Dans
Le talon d'Aphrodite, le créateur de chaussures, Raphael Young raconte :
"Souvent quand le soleil se couche, je commence à dessiner. C’est comme s'il fallait que tout le monde dorme et qu’il y ait le silence pour qu’on fasse nos créations en cachette et que le lendemain matin, on puisse vous les montrer." Le propos n'est pas sans rappeler les histoires d'artisan maître bottier que l'on rencontre dans les contes de fées.
Sous le règne de Louis XIV, en 1697, Charles Perrault publie un recueil de huit contes, intitulé
Histoires ou contes du temps passé. Le pied, la chaussure et les bottes y jouent un rôle narratif prépondérant.
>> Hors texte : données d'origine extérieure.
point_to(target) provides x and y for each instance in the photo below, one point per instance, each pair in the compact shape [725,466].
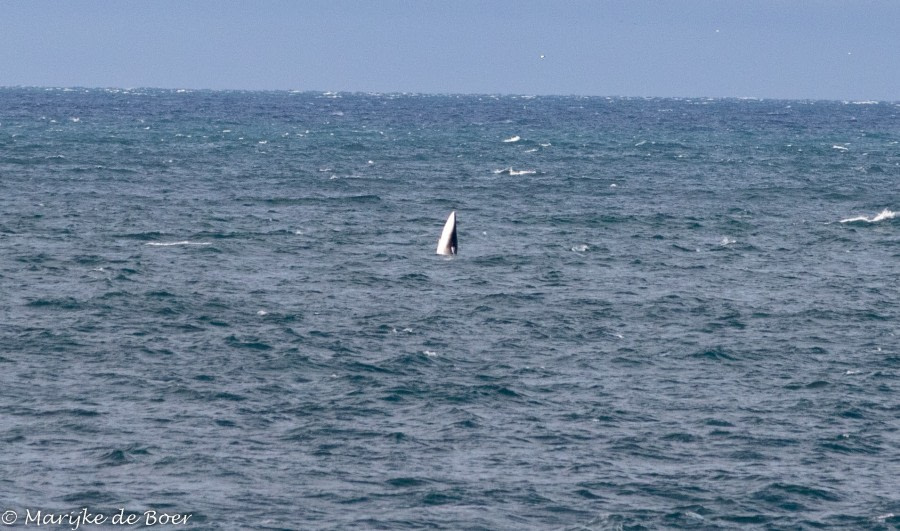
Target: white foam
[883,215]
[169,244]
[510,171]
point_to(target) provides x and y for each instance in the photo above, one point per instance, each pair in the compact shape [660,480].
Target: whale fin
[447,244]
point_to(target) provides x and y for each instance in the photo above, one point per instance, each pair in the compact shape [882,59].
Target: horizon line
[184,89]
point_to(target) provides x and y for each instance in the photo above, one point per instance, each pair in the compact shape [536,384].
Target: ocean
[664,313]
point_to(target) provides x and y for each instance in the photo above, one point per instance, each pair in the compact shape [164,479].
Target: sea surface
[664,314]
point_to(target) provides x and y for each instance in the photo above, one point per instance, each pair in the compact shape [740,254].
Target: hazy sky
[848,49]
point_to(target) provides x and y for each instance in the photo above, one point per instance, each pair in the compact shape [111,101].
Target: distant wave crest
[883,215]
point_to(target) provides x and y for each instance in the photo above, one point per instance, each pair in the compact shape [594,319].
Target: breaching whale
[447,243]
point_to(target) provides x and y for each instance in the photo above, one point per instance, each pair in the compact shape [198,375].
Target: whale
[447,243]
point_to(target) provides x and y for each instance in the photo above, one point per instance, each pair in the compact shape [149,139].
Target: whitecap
[510,171]
[169,244]
[881,216]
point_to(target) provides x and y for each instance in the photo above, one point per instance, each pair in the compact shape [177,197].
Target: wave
[883,215]
[169,244]
[510,171]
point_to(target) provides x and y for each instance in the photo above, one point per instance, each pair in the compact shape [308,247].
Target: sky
[788,49]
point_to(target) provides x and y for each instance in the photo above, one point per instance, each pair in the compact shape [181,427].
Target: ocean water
[665,313]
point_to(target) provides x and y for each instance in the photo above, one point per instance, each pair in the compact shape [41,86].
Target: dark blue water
[663,313]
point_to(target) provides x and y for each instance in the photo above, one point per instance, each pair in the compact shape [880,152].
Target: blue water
[663,313]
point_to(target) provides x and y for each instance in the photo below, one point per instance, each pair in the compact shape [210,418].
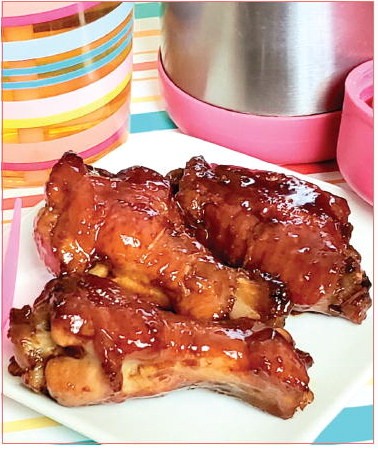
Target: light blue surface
[45,68]
[70,75]
[63,42]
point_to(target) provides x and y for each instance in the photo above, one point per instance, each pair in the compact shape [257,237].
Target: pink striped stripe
[84,154]
[31,153]
[46,16]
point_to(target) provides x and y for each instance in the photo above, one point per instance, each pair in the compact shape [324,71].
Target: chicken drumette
[279,224]
[128,227]
[86,340]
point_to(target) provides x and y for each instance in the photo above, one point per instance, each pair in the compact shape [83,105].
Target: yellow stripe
[29,424]
[145,99]
[66,116]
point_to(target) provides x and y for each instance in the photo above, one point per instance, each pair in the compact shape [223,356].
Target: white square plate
[342,351]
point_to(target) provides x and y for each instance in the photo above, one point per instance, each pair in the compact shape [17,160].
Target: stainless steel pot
[266,58]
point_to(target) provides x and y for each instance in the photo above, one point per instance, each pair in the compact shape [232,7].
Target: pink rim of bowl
[280,140]
[355,148]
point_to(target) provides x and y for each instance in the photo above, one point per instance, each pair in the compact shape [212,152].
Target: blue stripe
[150,121]
[67,41]
[71,75]
[44,68]
[351,425]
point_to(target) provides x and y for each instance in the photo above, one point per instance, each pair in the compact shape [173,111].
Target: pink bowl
[280,140]
[355,144]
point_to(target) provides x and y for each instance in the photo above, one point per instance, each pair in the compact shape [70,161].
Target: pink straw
[10,262]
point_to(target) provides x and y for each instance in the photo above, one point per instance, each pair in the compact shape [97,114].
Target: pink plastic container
[355,145]
[280,140]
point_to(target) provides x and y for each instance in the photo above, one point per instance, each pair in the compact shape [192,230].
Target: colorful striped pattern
[21,425]
[67,90]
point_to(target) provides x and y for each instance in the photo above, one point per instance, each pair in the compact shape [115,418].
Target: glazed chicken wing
[128,227]
[281,225]
[88,341]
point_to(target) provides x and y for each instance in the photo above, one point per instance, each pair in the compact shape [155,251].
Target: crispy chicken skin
[128,227]
[87,340]
[281,225]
"Le petit Poucet, s'étant approché de l'Ogre, lui tira doucement ses bottes, et les mit aussitôt. Les bottes étaient fort grandes et fort larges ; mais, comme elles étaient fées, elles avaient le don de s'agrandir et de se rapetisser selon la jambe de celui qui les chaussait; de sorte qu'elles se trouvèrent aussi justes à ses pieds et à ses jambes que si elles eussent été faites pour lui." Perrault narre les aventures d'un
Petit Poucet aux bottes de sept lieues, mais aussi celles d'un
Maître chat ou chat botté, et la plus connue de tous :
"Cendrillon ou la petite pantoufle de verre". On ne connaitra jamais le véritable nom de l'héroïne aux petits pieds. Car Cendrillon n'est qu'un surnom. Humiliée par les haïssables filles de sa belle-mère, Cendrillon est niée dans son identité, et donc dépourvue de nom. La plus détestable de ses demi-sœurs, la nomme
"Cucendron" à lire
"Cul-cendron", les fesses dans les cendres. L'autre l'appelle
"Cendrillon", contraction de
"cendre" et
"souillon". Ce mot valise témoigne de l'engagement de Perrault pour l'écriture et la littérature en tant que telle, c'est à dire la création d'un langage.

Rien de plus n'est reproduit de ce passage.